Quali risultati possiamo aspettarci dal vertice di Quito in materia di insediamenti informali secondo voi? Il
riconoscimento del Diritto alla Città all'interno della Nuova Agenda Urbana è un passo avanti nella comprensione della città
come uno spazio che dovrebbe garantire l'esercizio dei diritti di tutti i cittadini, e non un spazio di privilegi per coloro che
possono pagarne i benefici. Questo approccio dovrebbe porre gli insediamenti informali tra le priorità per l'attuazione e il
monitoraggio della Nuova Agenda Urbana stabilita a Quito. Ora che si è concluso l'incontro a Quito, rimane la sfida più
grande: far sì che raggiunga il territorio. In TECHO consideriamo la Nuova Agenda Urbana come un punto di partenza. Così ci
impegniamo ad approfondire ulteriormente il Diritto alla Città come un nuovo paradigma urbano, a continuare a collaborare
strettamente con altre organizzazioni della società civile per promuovere più temi, a partecipare nel monitoraggio
dell'attuazione della Nuova Agenda Urbana così come all’elaborazione e attuazione delle politiche pubbliche. Tutto ciò che è
stato concordato nella Nuova Agenda Urbana ha valore nella misura in cui viene attuata e raggiunge le persone nelle
comunità. Le parole e documenti hanno senso e potere quando diventano fatti, ed è qui che il lavoro della popolazione, dei
volontari e di altri soggetti interessati risulta essenziale per esigere, contribuire e assicurarsi che si compia. Qual è stata
l'importanza di questo evento per TECHO come organizzazione? Quella di porre la questione degli insediamenti
informali come una priorità all'interno dell'agenda urbana globale e in particolare in America Latina. Gli incontri preparatori e
l’incontro a Quito sono stati inoltre l'opportunità per esplorare in modo più approfondito lo stato attuale della discussione
globale sopra il tema dell’habitat e degli insediamenti informali.
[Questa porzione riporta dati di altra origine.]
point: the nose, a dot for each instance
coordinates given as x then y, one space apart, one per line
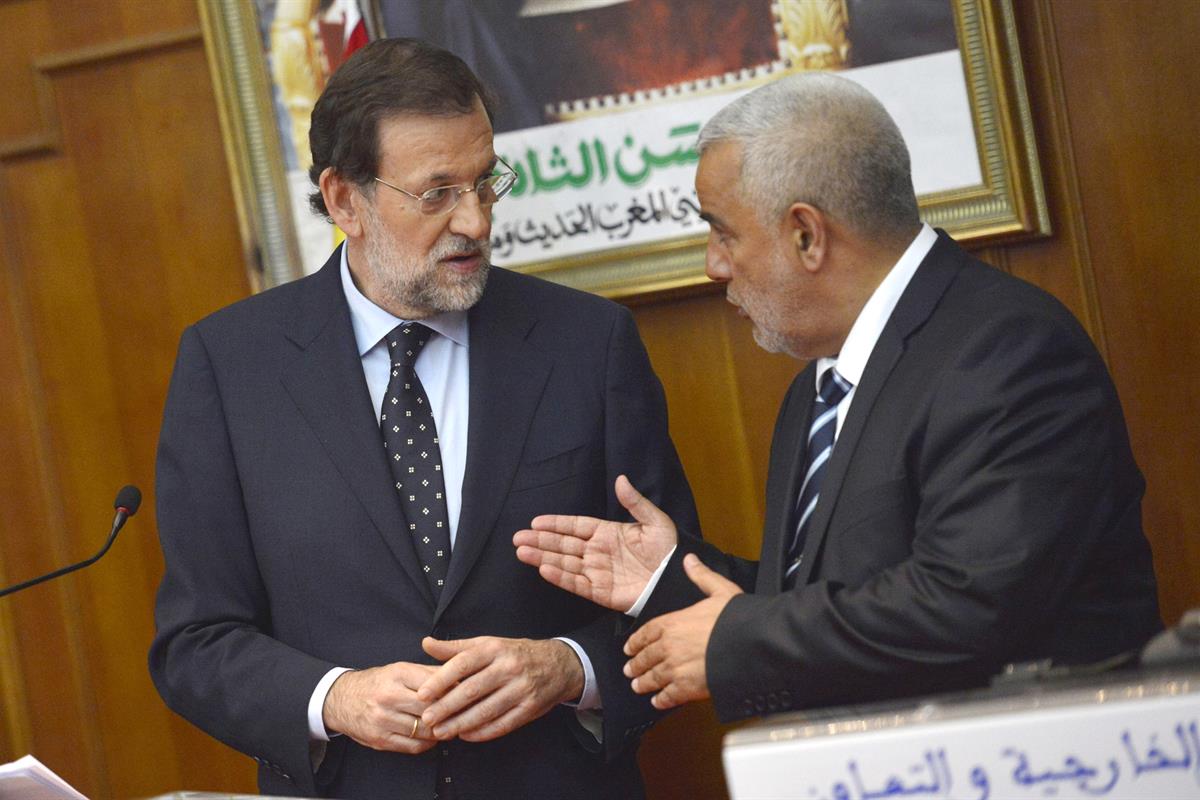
469 218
Abbiamo avuto la possibilità di avvicinare i leader mondiali
in materia di habitat e conoscere la loro posizione per quanto riguarda la progettazione e la realizzazione della Nuova
Agenda Urbana e generare alcune reti e proposte chiare per articolarne l’attuazione. Ora viene la parte più importante,
prosegue il lavoro con quasi 700 comunità. Ci auguriamo di continuare a crescere nella portata della nostra azione,
continueremo a coinvolgere altri attori che affianchino il lavoro quotidiano degli abitanti delle baraccopoli, soprattutto
giovani volontari per continuare a lavorare e a raccogliere informazioni sugli insediamenti informali in America Latina e per
dar seguito all'attuazione della Nuova Agenda Urbana.